Abstract

AbstractPaleoecological records of past fire events and forest composition provide long‐term ecological context for modern changes in fire regimes and forest dynamics. Here, we use pollen and contiguous macroscopic charcoal analyses of lake sediments from Pender Island, British Columbia, Canada to reconstruct changes in fire regimes over the last 10,000 years and investigate how these interact with changes in climate and forest composition with a focus on fire‐related plant functional types. The relatively warm and dry early Holocene was characterized by high charcoal accumulation rates, fire episodes of moderate severity, and a mean fire return interval of 100 ± 27 years. Forests at the time were open‐canopy Pseudotsuga menziesii forests with abundant fire endurer taxa (e.g., Pteridium aquilinum) that have a competitive advantage in regimes of frequent fire.

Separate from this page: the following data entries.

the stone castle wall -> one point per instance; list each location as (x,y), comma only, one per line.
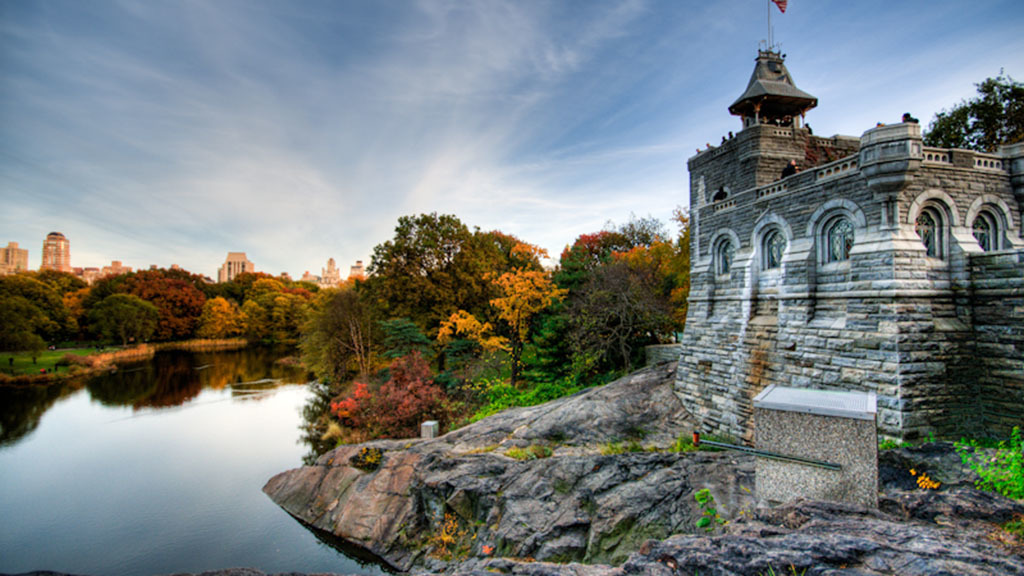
(889,319)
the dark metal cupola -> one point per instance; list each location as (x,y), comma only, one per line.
(771,96)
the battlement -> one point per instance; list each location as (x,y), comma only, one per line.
(883,265)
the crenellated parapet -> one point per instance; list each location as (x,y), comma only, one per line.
(883,265)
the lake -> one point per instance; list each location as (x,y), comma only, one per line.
(158,468)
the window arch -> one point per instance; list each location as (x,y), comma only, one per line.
(930,225)
(986,231)
(724,253)
(838,239)
(772,248)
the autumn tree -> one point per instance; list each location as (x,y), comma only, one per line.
(397,407)
(524,292)
(273,311)
(338,337)
(60,282)
(178,301)
(993,118)
(220,319)
(125,317)
(23,322)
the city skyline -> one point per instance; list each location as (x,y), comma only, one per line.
(175,133)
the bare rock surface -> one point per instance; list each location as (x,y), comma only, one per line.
(578,504)
(582,512)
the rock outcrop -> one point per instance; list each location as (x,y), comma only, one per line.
(460,504)
(578,504)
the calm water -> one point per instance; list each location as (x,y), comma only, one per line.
(158,468)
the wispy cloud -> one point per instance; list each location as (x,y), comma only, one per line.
(174,132)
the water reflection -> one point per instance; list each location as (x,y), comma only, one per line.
(171,378)
(312,422)
(22,408)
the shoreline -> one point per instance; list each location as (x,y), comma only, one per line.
(86,366)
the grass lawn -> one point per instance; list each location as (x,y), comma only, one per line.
(46,359)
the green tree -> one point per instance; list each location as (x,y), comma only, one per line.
(125,317)
(338,336)
(993,118)
(401,336)
(50,319)
(22,321)
(61,282)
(414,275)
(613,315)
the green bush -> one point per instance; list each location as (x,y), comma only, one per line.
(532,452)
(1001,470)
(709,515)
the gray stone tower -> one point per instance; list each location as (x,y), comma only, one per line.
(882,265)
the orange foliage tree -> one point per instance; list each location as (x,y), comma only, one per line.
(524,293)
(396,408)
(220,319)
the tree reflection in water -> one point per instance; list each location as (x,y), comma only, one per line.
(170,378)
(313,422)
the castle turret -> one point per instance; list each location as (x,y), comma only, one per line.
(771,95)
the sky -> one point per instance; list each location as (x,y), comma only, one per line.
(173,131)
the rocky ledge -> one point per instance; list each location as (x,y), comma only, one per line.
(461,504)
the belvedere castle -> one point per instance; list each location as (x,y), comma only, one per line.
(882,265)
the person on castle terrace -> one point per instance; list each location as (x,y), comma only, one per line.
(791,169)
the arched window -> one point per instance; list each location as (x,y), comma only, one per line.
(986,231)
(839,240)
(773,247)
(929,228)
(723,256)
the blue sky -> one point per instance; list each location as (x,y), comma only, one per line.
(175,131)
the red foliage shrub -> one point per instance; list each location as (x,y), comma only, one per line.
(398,406)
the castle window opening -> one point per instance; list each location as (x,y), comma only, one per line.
(929,228)
(839,240)
(723,256)
(774,247)
(985,231)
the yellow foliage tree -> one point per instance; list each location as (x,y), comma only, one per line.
(220,319)
(524,293)
(466,326)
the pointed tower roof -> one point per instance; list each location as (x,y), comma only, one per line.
(771,92)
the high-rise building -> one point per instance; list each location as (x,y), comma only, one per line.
(56,252)
(357,272)
(331,276)
(236,263)
(13,259)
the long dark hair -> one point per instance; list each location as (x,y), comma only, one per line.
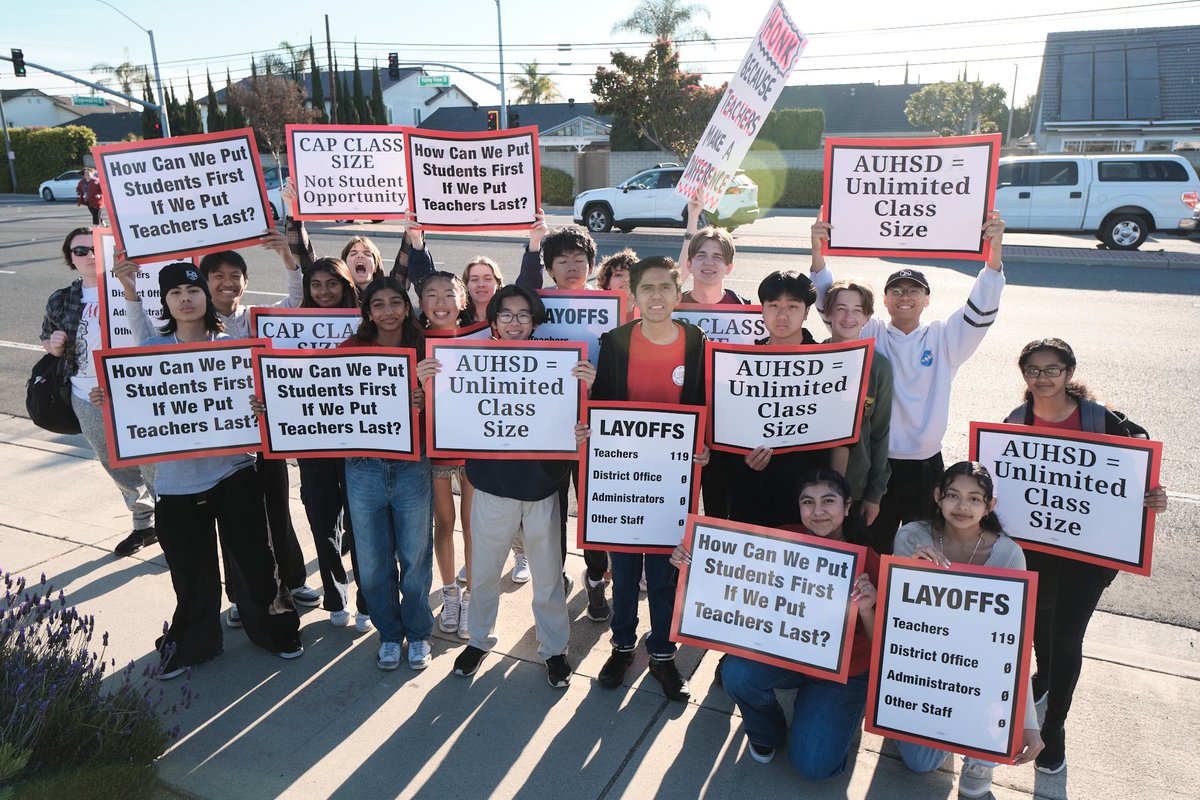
(1074,389)
(411,332)
(336,268)
(981,475)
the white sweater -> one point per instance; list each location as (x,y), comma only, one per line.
(925,361)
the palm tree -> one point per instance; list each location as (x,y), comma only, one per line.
(535,86)
(667,19)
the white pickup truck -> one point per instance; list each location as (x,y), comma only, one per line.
(1120,197)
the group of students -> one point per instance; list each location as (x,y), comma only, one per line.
(889,491)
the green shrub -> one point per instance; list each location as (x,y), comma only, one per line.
(43,154)
(557,187)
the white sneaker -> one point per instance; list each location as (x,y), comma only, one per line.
(521,569)
(448,620)
(419,654)
(463,633)
(389,656)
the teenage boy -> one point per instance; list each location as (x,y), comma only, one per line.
(513,497)
(227,280)
(850,305)
(569,256)
(652,360)
(924,356)
(763,485)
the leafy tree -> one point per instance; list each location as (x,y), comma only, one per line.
(535,86)
(957,108)
(667,19)
(665,104)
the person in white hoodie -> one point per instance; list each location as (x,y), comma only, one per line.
(924,356)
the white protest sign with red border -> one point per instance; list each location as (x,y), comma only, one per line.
(504,400)
(1080,495)
(185,196)
(789,398)
(769,595)
(748,100)
(910,197)
(951,659)
(348,172)
(639,480)
(486,180)
(581,317)
(304,329)
(339,403)
(724,323)
(169,402)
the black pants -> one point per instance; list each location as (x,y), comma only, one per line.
(189,527)
(1068,593)
(910,498)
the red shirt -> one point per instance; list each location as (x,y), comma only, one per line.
(655,371)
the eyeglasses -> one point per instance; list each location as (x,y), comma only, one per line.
(1049,372)
(522,317)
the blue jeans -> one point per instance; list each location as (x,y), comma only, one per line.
(391,503)
(825,717)
(660,587)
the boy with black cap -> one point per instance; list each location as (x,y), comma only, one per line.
(924,358)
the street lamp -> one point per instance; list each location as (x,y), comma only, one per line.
(157,78)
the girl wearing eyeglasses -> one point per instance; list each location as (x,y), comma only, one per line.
(1068,590)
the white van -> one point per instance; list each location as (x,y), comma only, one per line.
(1120,197)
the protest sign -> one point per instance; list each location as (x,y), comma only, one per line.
(348,172)
(169,402)
(639,480)
(503,400)
(724,323)
(581,317)
(789,398)
(485,180)
(951,656)
(185,196)
(1080,495)
(349,402)
(769,595)
(910,197)
(304,329)
(748,100)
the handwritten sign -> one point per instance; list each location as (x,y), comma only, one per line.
(790,398)
(910,197)
(1080,495)
(637,476)
(185,196)
(951,656)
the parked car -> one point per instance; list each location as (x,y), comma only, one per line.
(1122,198)
(61,187)
(648,198)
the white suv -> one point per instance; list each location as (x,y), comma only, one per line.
(1120,197)
(649,198)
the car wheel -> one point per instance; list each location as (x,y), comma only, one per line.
(1125,232)
(598,218)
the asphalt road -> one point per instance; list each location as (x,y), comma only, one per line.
(1135,331)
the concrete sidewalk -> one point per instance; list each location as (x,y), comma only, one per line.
(333,726)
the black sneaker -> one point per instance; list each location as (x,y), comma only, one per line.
(673,685)
(613,671)
(598,606)
(468,661)
(558,672)
(136,541)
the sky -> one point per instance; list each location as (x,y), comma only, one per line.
(868,41)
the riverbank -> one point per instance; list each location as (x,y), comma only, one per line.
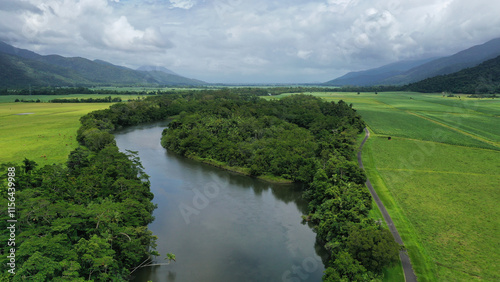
(241,170)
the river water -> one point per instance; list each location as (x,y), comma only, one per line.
(221,226)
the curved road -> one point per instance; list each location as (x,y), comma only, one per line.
(403,255)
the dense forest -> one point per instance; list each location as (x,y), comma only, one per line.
(303,139)
(482,79)
(87,219)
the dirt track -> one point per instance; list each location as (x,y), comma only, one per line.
(403,255)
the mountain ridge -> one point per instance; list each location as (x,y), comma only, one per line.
(467,58)
(21,67)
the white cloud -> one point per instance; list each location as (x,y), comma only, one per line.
(182,4)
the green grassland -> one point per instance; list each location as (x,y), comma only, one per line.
(45,136)
(438,178)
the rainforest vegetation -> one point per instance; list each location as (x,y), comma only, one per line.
(303,139)
(87,219)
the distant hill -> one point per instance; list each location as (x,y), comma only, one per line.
(390,75)
(21,67)
(374,76)
(156,68)
(484,78)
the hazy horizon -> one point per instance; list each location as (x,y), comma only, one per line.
(249,42)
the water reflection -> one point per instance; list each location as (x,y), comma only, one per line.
(221,225)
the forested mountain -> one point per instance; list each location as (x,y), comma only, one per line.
(156,68)
(470,57)
(21,67)
(374,76)
(484,78)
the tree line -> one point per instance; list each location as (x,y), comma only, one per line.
(87,100)
(87,219)
(303,139)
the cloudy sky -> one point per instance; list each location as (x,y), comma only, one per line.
(250,41)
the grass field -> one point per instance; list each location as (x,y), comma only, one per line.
(47,135)
(46,98)
(438,177)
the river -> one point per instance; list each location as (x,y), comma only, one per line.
(221,226)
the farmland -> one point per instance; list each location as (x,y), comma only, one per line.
(438,175)
(43,132)
(47,98)
(438,178)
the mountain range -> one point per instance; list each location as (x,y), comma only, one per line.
(406,72)
(20,67)
(481,79)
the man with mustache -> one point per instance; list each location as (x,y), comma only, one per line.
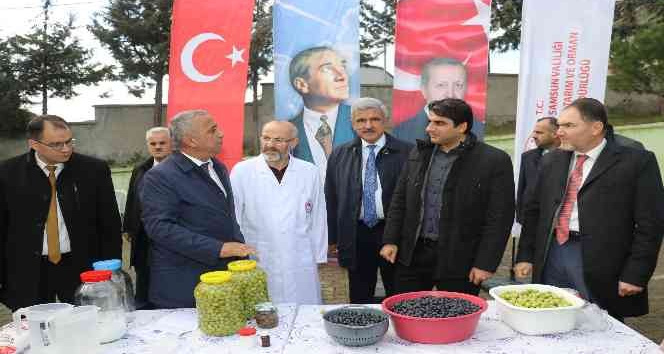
(280,207)
(158,141)
(319,75)
(361,176)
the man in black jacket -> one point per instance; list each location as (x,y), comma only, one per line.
(58,214)
(452,209)
(544,135)
(158,141)
(361,176)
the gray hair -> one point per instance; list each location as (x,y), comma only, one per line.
(424,72)
(299,65)
(366,103)
(181,125)
(155,130)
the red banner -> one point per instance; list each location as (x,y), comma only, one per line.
(453,32)
(208,65)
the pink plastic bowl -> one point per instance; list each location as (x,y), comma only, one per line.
(434,330)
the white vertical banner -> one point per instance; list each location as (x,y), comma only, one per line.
(564,56)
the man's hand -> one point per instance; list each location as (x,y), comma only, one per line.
(236,249)
(477,276)
(523,269)
(389,252)
(627,289)
(332,251)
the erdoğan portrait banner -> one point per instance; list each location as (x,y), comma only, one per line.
(208,65)
(442,51)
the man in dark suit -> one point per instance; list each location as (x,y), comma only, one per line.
(58,214)
(594,219)
(361,176)
(319,75)
(188,212)
(544,135)
(452,209)
(440,78)
(158,141)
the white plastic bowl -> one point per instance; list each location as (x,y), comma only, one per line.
(538,321)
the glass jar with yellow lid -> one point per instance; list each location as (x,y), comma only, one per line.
(219,304)
(252,282)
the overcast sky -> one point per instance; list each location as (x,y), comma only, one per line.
(17,17)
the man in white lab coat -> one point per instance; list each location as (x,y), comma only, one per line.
(280,206)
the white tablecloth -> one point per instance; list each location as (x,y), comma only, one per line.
(144,336)
(301,331)
(492,336)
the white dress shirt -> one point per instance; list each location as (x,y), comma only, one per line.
(65,245)
(587,166)
(311,120)
(211,171)
(379,190)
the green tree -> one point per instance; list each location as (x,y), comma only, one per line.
(137,32)
(12,118)
(377,21)
(637,62)
(51,62)
(260,55)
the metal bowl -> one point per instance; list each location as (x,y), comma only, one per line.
(356,336)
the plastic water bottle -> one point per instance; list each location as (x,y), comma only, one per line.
(120,278)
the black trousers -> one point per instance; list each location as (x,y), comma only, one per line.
(419,275)
(59,280)
(362,279)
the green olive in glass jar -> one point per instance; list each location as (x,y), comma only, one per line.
(219,304)
(252,282)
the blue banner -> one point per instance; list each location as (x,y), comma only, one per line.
(317,59)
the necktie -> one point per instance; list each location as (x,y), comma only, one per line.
(52,232)
(562,230)
(369,192)
(324,135)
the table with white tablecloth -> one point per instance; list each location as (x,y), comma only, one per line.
(492,336)
(301,331)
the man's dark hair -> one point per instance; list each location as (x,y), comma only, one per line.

Fire continued to occur every ~100 years, on average, during the establishment of Quercus garryana savanna communities; however, a decrease in charcoal peak magnitudes suggests the fire regime shifted to one characterized by smaller and/or lower intensity surface fires. As temperature and moisture deficits decreased in the mid‐ and late Holocene (i.e., after ~6000 calendar years before present), mean fire return intervals lengthened to 176 ± 54 years and increased variability in charcoal peak magnitudes suggests a mixed fire regime of low‐moderate‐intensity fires combined with infrequent crown or stand‐replacing fires. Relatively stable and moderate climate, longer fire return intervals, and mixed‐severity fires allowed P. menziesii (a fire resister) to dominate closed‐canopy forests and for fire avoiders to gradually become more common forest constituents. Millennial‐scale climate change has acted as the dominant driver of changes in both fire regimes and forest composition over the last 10,000 years; however, changes in fire‐related plant functional types highlight the important role that interactions between vegetation and fire play in long‐term fire regimes and forest dynamics.